Functional requirements for phenotypic correction of murine β-thalassemia: implications for human gene therapy

Abstract

As initial human gene therapy trials for β-thalassemia are contemplated, 2 critical questions important to trial design and planning have emerged. First, what proportion of genetically corrected hematopoietic stem cells (HSCs) will be needed to achieve a therapeutic benefit? Second, what level of expression of a transferred globin gene will be required to improve β-thalassemic erythropoiesis? These questions were directly addressed by means of a murine model of severe β-thalassemia. Generation of β-thalassemic mice chimeric for a minority proportion of genetically normal HSCs demonstrated that normal HSC chimerism levels as low as 10% to 20% resulted in significant increases in hemoglobin (Hb) level and diminished extramedullary erythropoiesis. A large majority of the peripheral red cells in these mice were derived from the small minority of normal HSCs. In a separate set of independent experiments, β-thalassemic mice were bred with transgenic mice that expressed different levels of human globins. Human γ-globin messenger RNA (mRNA) expression at 7% of the level of total endogenous α-globin mRNA in thalassemic erythroid cells resulted in improved red cell morphology, a greater than 2-g/dL increase in Hb, and diminished reticulocytosis and extramedullary erythropoiesis.
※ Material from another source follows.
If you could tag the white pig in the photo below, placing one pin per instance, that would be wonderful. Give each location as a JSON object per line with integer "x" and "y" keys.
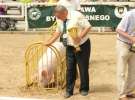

Furthermore, γ-globin mRNA expression at 13% resulted in a 3-g/dL increase in Hb and nearly complete correction of red cell morphology and other indices of inefficient erythropoiesis. These data indicate that a significant therapeutic benefit could be achieved with expression of a transferred globin gene at about 15% of the level of total α-globin mRNA in patients with severe β-thalassemia in whom 20% of erythroid precursors express the vector genome.